The following are some of the letters we received in response to the article on Oklahoma City bomber Timothy McVeigh posted on the WSWS on April 19.
Dear David Walsh,
Little can be added to your analysis of the McVeigh tragedy. Well done!
Perhaps you could have mentioned the culture of violence and unrestrained consumption emanating from Hollywood and other mind-polluting centers of mass “entertainment” in the USA and slowly spreading to, and taking root in, other parts of the world. This culture accounts for a great deal of irrational crime in the USA and elsewhere. But it also accounts for the emergence of opposite and equally reactionary criminal forces such as that which spawned McVeigh, but also the fanatical Taliban, etc., in various parts of the world.
But this is exactly what G.W. Bush and his ilk want: They want the oligarchs to retain and expand their power by keeping the working classes—at home and abroad—busy with the elementary struggle for survival at the basic level. And the best way of doing this is by stoking up the arms race again—any pretext being justifiable. This way the countless billions the state collects in taxes that could be redistributed wisely to create a better world will be automatically eaten up by the military-industrial complex.

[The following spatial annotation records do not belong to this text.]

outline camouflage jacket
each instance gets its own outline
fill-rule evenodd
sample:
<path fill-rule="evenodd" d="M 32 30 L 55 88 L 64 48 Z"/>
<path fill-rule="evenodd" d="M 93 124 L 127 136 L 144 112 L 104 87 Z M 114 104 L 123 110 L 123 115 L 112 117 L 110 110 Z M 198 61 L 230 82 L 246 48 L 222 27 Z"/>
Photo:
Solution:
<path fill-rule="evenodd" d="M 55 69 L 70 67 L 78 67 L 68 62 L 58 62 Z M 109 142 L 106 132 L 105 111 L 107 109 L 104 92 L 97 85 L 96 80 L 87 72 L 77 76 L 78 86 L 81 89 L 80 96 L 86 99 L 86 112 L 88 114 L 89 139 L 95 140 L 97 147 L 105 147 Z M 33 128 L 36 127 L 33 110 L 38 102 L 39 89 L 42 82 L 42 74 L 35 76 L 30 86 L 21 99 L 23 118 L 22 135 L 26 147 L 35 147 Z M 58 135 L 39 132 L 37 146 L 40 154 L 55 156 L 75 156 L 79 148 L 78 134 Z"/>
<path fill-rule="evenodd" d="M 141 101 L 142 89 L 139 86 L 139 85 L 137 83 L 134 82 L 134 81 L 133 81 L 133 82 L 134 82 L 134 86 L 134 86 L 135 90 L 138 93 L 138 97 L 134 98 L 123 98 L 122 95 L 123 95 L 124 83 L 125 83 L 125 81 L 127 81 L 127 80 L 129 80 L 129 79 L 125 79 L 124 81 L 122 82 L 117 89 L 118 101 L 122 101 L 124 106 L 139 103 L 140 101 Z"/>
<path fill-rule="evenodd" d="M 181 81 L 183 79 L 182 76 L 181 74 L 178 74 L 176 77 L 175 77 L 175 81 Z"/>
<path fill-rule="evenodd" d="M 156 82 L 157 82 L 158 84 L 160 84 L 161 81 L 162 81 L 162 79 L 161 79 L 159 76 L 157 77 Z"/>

G.W. Bush hasn't been in office 100 days yet, and he has already managed to raise international tension quite substantially. If he goes on at this rate he is likely to need that missile defense shield of his by the end of his term. By the way, I suspect that G.W. Bush isn't as dumb as he appears. Now that the “Evil Empire” is gone, his aim is to create a worthy replacement, knowing that the best way to keep his country in line is by producing an external threat, real or imagined. His analysts told him that in its day, Vietnam didn't measure up to that role, and the experiment misfired. Cuba isn't big enough to fill the shoes either. So he is working on China—with good results.
So as things are developing, there are likely to be less McVeighs and more bin Ladens in the Bush II era. I don't know which is better.
19 April 2001
My politics are more civil libertarian than Marxist or socialist, but I appreciate the insights a Marxist perspective can have in highlighting certain truths. David Walsh's piece on McVeigh is another excellent example of this. I grew up not far from Lockport in the decade before McVeigh and what is most striking about Walsh's analysis is his description of the role Harrison Radiator plays in the life of that town. Harrison Radiator is to Lockport as Kodak is to Rochester. Both have been on a downward spiral for some years now. Its influence on everyone in Lockport cannot be overestimated. Faith in the “system” tends to crumble when a company like Harrison Radiator declines and people like McVeigh with extremist tendencies will look for enemies wherever they are easiest to find. In the culture of Western New York, for many the likely targets at such a time are not the powerful corporations, but the weak of the same social level who are considered somehow to be a cause of the problem (working women, blacks, etc.) McVeigh truly was a despicable coward. These fundamental facts have been all but ignored in all the stories I have seen lately or in the past on McVeigh. (Although Joyce Carol Oates, who grew up near Lockport, wrote a short article in the New Yorker right after the bombing that offered some similar insights.)
19 April 2001
There's an excellent book by investigative journalist Joel Dyer called Harvest of Rage that outlines the origins of the Oklahoma City bombing. It's the only thing I've seen besides your site that actually traces and investigates the social roots and meaning of that fateful but often ignored 1995 wakeup call. The book is no political tract, although it could easily have become a one. I think that citizens yearning for meaningful examinations of where and how the McVeigh bombing evolved will find it, coupled with your analysis, invaluable.
19 April 2001
Great article on the Militia Movement, giving it the historicized context it deserves. It might be fruitful to investigate the effect on the development of that crazed fascist movement that Henry Ford I had with his Dearborn Independent newspaper and sale of his Jew-hating book ( The International Jew ...) on the Third Reich. He published long ago, but the movement echoes his bull-headed racist agenda across the decades. Do those groups read him still? I bet they do. I would research it, but grad school still calls.